I also auto-index all documentation into SQLite and search it with FTS5 full-text search. This gives agents relevancy-ranked results instead of raw file matches. For large doc sets, it’s significantly faster and more context-efficient than grep or ripgrep. The agent finds the most relevant doc in a single ranked query instead of scanning through 30 grep hits and deciding which ones matter.
The result: agents orient in 1-3 tool calls instead of 15-20. Less than 10% of context spent on navigation instead of 20-40%.
Where to start
If you take one thing from this: add an AGENTS.md to your repo. Map your 10 most common tasks to the files an agent would need. That alone will cut orientation cost dramatically.
Then build out the hierarchy. Searchable doc directories with keyword-annotated indexes. Right-sized content at each level. Enforce updates through your review process so the docs don’t rot.
Your codebase is the biggest prompt your agent will ever receive. Make it a good one.
Frequently Asked Questions
What is hill-climbing in AI coding agents?

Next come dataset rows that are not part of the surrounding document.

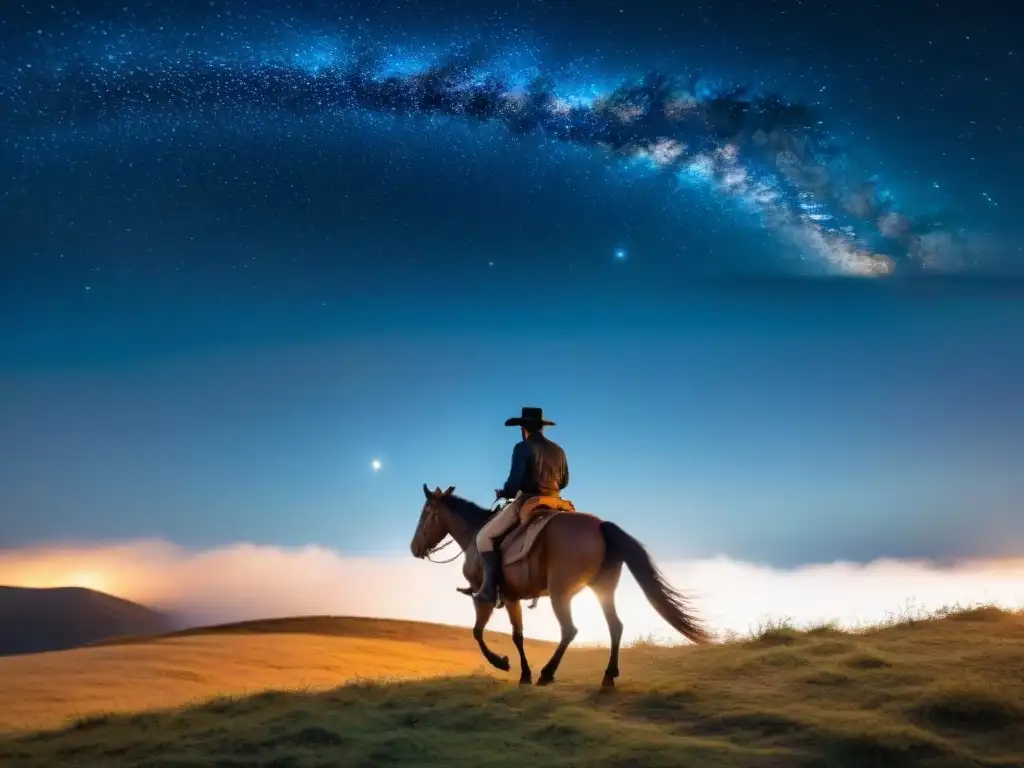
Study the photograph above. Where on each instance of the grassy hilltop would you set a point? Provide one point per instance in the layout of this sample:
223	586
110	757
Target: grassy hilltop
943	691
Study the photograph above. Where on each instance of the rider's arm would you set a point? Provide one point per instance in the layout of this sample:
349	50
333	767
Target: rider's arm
514	483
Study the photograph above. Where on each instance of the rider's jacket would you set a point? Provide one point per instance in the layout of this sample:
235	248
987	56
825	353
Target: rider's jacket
539	468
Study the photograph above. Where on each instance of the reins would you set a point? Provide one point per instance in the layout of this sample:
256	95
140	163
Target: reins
450	542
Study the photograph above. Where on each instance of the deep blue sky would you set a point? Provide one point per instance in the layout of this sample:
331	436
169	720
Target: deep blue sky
213	321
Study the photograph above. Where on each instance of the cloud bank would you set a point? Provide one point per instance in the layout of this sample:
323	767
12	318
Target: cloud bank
245	581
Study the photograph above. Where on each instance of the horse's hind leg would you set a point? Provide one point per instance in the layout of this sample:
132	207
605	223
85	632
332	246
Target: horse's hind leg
561	602
514	607
483	611
604	589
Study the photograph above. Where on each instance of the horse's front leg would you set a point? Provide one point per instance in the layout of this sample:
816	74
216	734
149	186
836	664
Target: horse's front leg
515	617
483	612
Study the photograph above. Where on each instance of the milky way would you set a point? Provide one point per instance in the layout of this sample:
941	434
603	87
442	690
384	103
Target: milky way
760	152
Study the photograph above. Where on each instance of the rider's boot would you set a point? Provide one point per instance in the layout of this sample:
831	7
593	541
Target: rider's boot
488	590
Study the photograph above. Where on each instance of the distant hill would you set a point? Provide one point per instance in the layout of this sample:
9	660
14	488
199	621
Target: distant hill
33	621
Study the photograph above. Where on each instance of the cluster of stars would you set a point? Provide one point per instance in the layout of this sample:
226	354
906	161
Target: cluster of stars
767	156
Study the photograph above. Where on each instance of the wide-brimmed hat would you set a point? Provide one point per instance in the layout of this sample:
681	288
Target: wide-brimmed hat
530	417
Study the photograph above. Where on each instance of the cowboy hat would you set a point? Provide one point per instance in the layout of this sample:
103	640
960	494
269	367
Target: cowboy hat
530	417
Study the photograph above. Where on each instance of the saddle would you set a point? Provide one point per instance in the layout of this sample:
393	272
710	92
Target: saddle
535	514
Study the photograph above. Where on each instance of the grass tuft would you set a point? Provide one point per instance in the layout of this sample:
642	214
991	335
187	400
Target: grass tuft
929	689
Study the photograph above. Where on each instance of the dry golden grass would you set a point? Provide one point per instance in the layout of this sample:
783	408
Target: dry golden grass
938	692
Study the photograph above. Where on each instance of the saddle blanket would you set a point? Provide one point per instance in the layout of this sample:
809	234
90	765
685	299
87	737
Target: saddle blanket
535	514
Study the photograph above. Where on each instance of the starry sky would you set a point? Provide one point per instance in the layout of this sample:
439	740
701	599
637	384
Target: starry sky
761	262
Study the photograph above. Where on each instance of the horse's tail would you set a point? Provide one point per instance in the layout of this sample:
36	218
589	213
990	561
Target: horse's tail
670	604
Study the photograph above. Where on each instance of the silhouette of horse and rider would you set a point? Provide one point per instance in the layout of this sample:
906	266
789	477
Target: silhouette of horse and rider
538	545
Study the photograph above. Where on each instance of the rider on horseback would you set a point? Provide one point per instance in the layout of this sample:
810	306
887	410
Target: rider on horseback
539	469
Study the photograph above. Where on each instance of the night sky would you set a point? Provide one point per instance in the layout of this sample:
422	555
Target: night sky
761	262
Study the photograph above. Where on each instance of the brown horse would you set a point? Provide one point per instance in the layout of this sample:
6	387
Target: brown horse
573	550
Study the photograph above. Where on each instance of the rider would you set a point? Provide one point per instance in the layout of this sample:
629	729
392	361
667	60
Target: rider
539	468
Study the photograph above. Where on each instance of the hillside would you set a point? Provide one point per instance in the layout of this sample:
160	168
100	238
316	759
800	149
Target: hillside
939	692
33	621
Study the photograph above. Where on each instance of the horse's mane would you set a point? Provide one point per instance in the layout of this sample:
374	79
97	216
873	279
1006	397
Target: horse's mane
469	511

Hill-climbing is the process where an AI coding agent explores an unfamiliar codebase step by step — grepping, reading files, and globbing — to build enough context to act on a task. Each tool call is a “step” up the hill. On undocumented codebases, this typically takes 15-20 tool calls and consumes 20-40% of the agent’s context window before any code is written.
How does codebase documentation improve AI agent performance?
Structured documentation gives AI agents a direct path to the information they need instead of forcing blind exploration. A well-organized AGENTS.md index file, searchable doc directories, and right-sized reference docs can reduce agent orientation from 20+ tool calls to just 1-3, preserving more of the context window for actual reasoning and code generation.
What is the best way to structure documentation for AI agents?
Use a three-layer hierarchy: (1) a top-level index file like AGENTS.md that maps common tasks to doc files, (2) searchable documentation directories organized by intent using frameworks like Diátaxis (how-to, reference, explanation), and (3) detailed reference docs that link to source code. File names should be keyword-rich (e.g., add-api-endpoint.md not guide-3.md) so agents find them quickly.
Why does context window position matter for AI coding agents?
Research on LLM attention patterns shows that models reason most effectively at the beginning of their context window. When an AI agent spends its early context — its sharpest reasoning capacity — on exploration and grep results, it has less cognitive capacity left for the actual coding task. Reducing hill-climbing preserves peak attention for writing better code.
How does Stoneforge help with AI agent context efficiency?
Stoneforge enforces structured documentation through its orchestration system. It auto-indexes docs into SQLite with FTS5 full-text search, giving agents relevancy-ranked results in a single query instead of scanning grep hits. Combined with hierarchical documentation, this reduces agent orientation to under 10% of context — compared to 20-40% on undocumented codebases.